Learning to cook traditional moqueca in a family-run restaurant in Rio de Janeiro:
The girl who doesn’t eat meat trying (and liking!) fried scorpion in Beijing:
Trying decomposed shark carcass (hákarl) in Iceland. And yes, it was as disgusting as it sounds:
Learning about rice harvesting in Bali:
Delicious churros in Havana:
Be on the lookout for recycling receptacles
Sometimes the most unlikely of places can surprise you. Whenever we visit the Dominican Republic, I complain about the lack of recycling options, particularly in our condominium complex. So imagine my delightful surprise when walking through the airport to find this:
Have these receptacles always been here? Perhaps. Have I blindly walked by them countless times? Most likely. Will I now make sure to seek them out the next time we’re in the Dominican Republic? Absolutely.

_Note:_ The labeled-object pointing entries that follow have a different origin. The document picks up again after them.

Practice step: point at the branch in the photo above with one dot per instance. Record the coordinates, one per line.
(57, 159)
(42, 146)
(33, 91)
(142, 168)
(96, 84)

More walking. Less Driving.
Not many things are better for you and this world of ours than walking. Living in a city, we are extremely fortunate that we can walk to countless places, including my job. But of course, sometimes it’s pouring rain, sometimes places are too far to walk to, and sometimes, calling Uber or hopping in our car is just plain easier. If you’re traveling in a city, consider taking public transportation and/or walk! Walking is the best way to explore a new area–and you won’t feel nearly as guilty about skipping your workout that day (or, umm, the entire trip). If renting a car, inquire about more fuel-efficient vehicles, like hybrids, electric, and smaller cars.

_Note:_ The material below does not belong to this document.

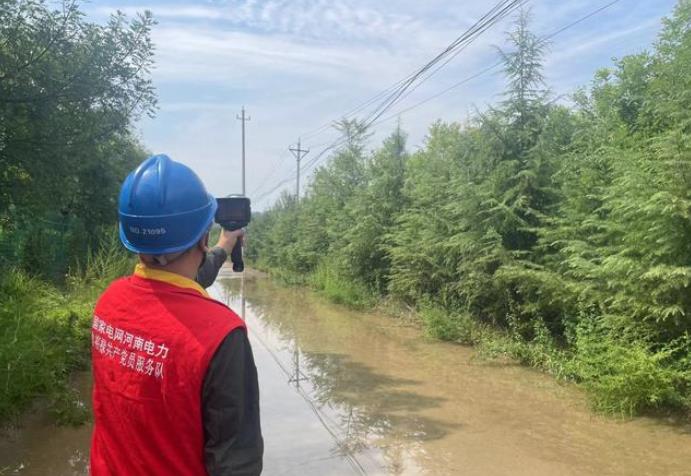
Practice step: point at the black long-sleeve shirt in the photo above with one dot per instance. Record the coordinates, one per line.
(233, 444)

NEXT STEPS: #ecofriendlygoals
Goal #1: Just say no to straws
Have you seen the #Stopsucking campaign with the video of numerous celebrities saying catchy phrases like: I suck, we suck, and we all need to stop sucking ASAP? With the exception of drinking an iced coffee every now and then and the occasional cocktail when I’m out, I don’t tend to drink out of straws all that often in my day-to-day life. But when I’m traveling? Especially if it’s a tropical location? Well as with my somewhat strict diet and exercise regiment, things tend to fall by the wayside when I’m traveling. Straws in my cocktails. Straws in my Pina Coladas. Straws in my margaritas. Straws, straws, and more straws. So just like Adrian Grenier and Van Jones, apparently when I travel, I suck, too. But this sucking problem can be easily resolved (or at least alleviated) by simply asking my servers and bartenders to skip the straws. It’s settled. This is my new and totally doable goal.

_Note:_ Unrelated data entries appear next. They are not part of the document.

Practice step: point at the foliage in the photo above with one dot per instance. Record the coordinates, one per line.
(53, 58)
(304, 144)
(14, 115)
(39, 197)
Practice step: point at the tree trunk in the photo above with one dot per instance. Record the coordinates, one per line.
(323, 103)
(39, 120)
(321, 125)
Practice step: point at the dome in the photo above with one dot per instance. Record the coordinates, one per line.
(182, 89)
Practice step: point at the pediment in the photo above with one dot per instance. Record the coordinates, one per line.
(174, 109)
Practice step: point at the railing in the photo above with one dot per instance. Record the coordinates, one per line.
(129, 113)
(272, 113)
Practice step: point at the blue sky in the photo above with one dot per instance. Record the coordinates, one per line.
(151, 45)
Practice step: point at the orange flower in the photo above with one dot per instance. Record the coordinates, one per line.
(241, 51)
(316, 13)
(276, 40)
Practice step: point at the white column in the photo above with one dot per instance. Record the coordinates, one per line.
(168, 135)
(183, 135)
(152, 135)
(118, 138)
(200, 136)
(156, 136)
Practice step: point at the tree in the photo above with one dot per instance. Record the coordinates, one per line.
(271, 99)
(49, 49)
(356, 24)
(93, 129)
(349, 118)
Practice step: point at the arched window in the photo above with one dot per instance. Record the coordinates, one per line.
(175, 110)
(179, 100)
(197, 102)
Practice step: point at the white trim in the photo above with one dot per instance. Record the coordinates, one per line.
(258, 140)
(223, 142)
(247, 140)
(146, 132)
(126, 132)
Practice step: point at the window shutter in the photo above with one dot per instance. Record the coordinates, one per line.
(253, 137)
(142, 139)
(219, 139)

Proof that I suck: Drinking daiquiris at one of Ernest Hemingway’s favorite watering holes, El Floridita in Havana, Cuba:
Goal #2: Stay in local eco-friendly lodging more often
It’s no secret that large hotels are pretty inefficient when it comes to sustainability. Choosing alternative accommodations like an ecolodge or private home are not only significantly better for the environment, they also often provide economic benefits to locals and small business owners. One of the best places we’ve ever stayed at is Lapa Rios Lodge in Costa Rica’s Osa Peninsula. And wow. It just dawned on me that I’ve never blogged about Costa Rica–Where T and I got married and honeymooned–how can that be?! But I digress. All of the guided tours at Lapa Rios help to support the ongoing maintenance of the reserve and the community economy is supported by the lodge. An incredible place to stay with the added bonus of supporting the local community. I need to do more of this much more often.